Proceedings Article | 10 July 2018
KEYWORDS: Adaptive optics, Diffraction, Tomography, Laser optics, Calibration, Sensors, Telescopes, Visible radiation, Spectrographs, Near infrared spectroscopy
HARMONI is a visible and near-infrared integral field spectrograph, providing the ELT’s core spectroscopic capability. It will exploit the ELT’s scientific niche in its early years, starting at first light. To get the full sensitivity and spatial resolution gain, HARMONI will work at diffraction limited scales. This will be possible thanks to two adaptive optics systems, complementary to each other. The first one is a simple but efficient Single Conjugate AO system (good performance, low sky coverage), fully integrated in HARMONI itself. The second one is a Laser Tomographic AO system, providing a very high sky-coverage to the instrument. Both AO modes for HARMONI has gone through the Preliminary Design Review at the end of 2017, and will enter in Final Design phase from early 2018 to early 2020.

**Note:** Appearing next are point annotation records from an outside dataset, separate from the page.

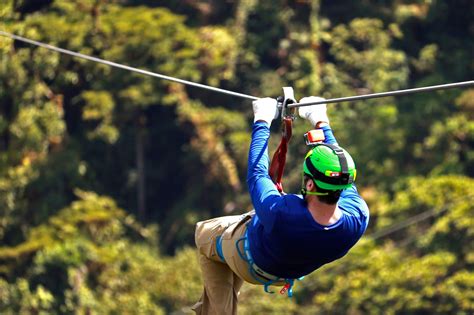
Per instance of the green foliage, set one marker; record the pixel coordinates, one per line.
(73, 132)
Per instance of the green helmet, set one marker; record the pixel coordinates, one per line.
(330, 166)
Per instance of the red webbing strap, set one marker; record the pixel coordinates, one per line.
(279, 157)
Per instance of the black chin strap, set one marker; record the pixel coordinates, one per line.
(342, 178)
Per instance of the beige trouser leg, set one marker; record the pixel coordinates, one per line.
(222, 281)
(221, 284)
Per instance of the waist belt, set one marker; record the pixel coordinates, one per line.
(255, 271)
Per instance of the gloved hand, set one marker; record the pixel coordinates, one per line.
(265, 109)
(313, 113)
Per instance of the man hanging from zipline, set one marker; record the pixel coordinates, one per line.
(287, 236)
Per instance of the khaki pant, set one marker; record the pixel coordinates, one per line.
(222, 280)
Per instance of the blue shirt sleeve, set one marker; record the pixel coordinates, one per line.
(265, 197)
(328, 135)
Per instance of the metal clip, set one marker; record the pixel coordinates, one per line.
(283, 101)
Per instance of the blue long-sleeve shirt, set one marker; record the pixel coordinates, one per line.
(284, 238)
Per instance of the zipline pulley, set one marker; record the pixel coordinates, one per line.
(287, 116)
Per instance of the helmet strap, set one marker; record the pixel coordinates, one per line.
(305, 192)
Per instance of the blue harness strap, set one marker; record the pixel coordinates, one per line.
(253, 269)
(219, 248)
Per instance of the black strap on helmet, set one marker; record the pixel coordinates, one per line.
(343, 178)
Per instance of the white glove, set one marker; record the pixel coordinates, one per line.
(265, 109)
(313, 113)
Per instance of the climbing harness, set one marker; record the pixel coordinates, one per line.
(257, 273)
(277, 165)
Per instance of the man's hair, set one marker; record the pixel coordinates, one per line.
(332, 196)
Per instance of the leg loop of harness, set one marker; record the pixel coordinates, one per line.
(247, 257)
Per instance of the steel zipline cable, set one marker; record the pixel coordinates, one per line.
(236, 94)
(124, 67)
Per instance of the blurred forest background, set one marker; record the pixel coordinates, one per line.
(103, 172)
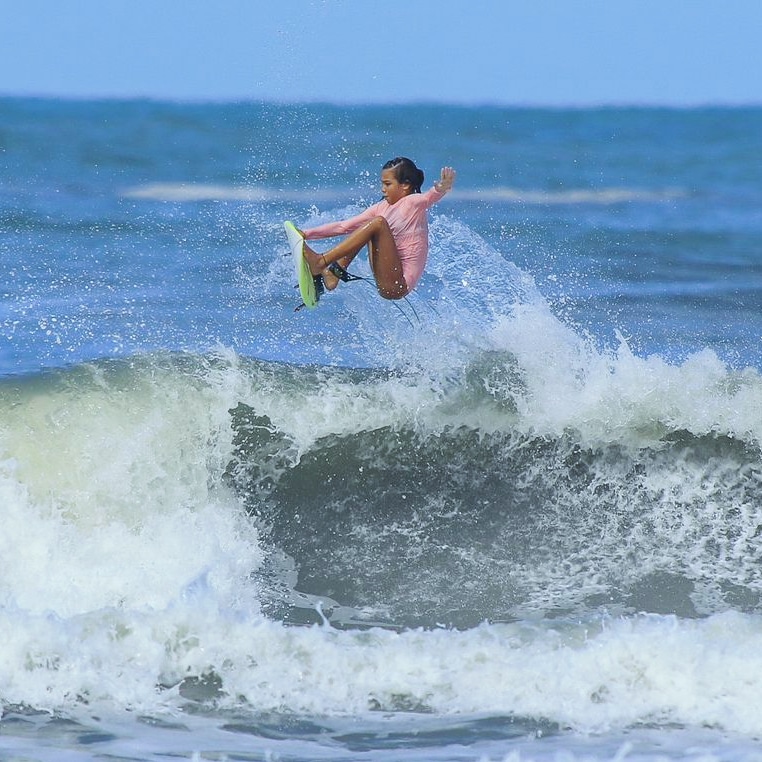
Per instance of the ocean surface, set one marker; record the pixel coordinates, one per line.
(517, 517)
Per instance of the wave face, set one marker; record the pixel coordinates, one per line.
(169, 517)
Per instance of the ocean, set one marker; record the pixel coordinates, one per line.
(513, 518)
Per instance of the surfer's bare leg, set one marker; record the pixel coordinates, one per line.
(384, 257)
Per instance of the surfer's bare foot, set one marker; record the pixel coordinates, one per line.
(330, 281)
(315, 261)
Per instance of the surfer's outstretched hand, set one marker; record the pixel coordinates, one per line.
(446, 180)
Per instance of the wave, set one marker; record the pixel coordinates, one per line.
(192, 192)
(498, 499)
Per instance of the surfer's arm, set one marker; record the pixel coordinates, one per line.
(332, 229)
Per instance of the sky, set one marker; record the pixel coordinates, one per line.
(471, 52)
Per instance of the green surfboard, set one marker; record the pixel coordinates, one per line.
(304, 276)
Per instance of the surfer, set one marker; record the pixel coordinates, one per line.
(395, 230)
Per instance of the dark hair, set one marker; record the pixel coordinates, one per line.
(406, 172)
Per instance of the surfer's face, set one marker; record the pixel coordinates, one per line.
(391, 188)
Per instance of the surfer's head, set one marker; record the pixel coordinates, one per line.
(406, 173)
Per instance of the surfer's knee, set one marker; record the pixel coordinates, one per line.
(394, 291)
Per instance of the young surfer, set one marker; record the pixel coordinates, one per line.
(395, 230)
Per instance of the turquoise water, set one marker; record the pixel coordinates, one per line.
(515, 517)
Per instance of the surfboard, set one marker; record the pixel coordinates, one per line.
(307, 288)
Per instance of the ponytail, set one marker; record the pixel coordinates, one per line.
(406, 172)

In this paper, we present the results of the PDR and in particular the system choices that have been made for these SCAO and LTAO modules. We describe the strategy developed for the different Wave-Front Sensors: pyramid for SCAO, the LGSWFS concept, the NGSWFS path, and the truth sensor capabilities. We also detail a set of key items that have been addressed during the PDR, namely:
The “Island effect” produced by the ELT segmented pupil, and how we plan to tackle it.
The calibration strategy, including optical gain tracking, for the pyramid WFS
The strategy for Non-Common Path Aberration (NCPA) calibration, and control
The calibration strategy for the interaction matrices acquisition, and update during observations
The impact of spot truncation for the LGSWFS, and the strategy developed to minimize the effect
The jitter and telescope windshake strategy, and the computation of the corresponding sky coverage.
Finally, we present the overall integration of the AO modules within the HARMONI instrument, and a full end-to-end simulation of the expected performance once at the Telescope.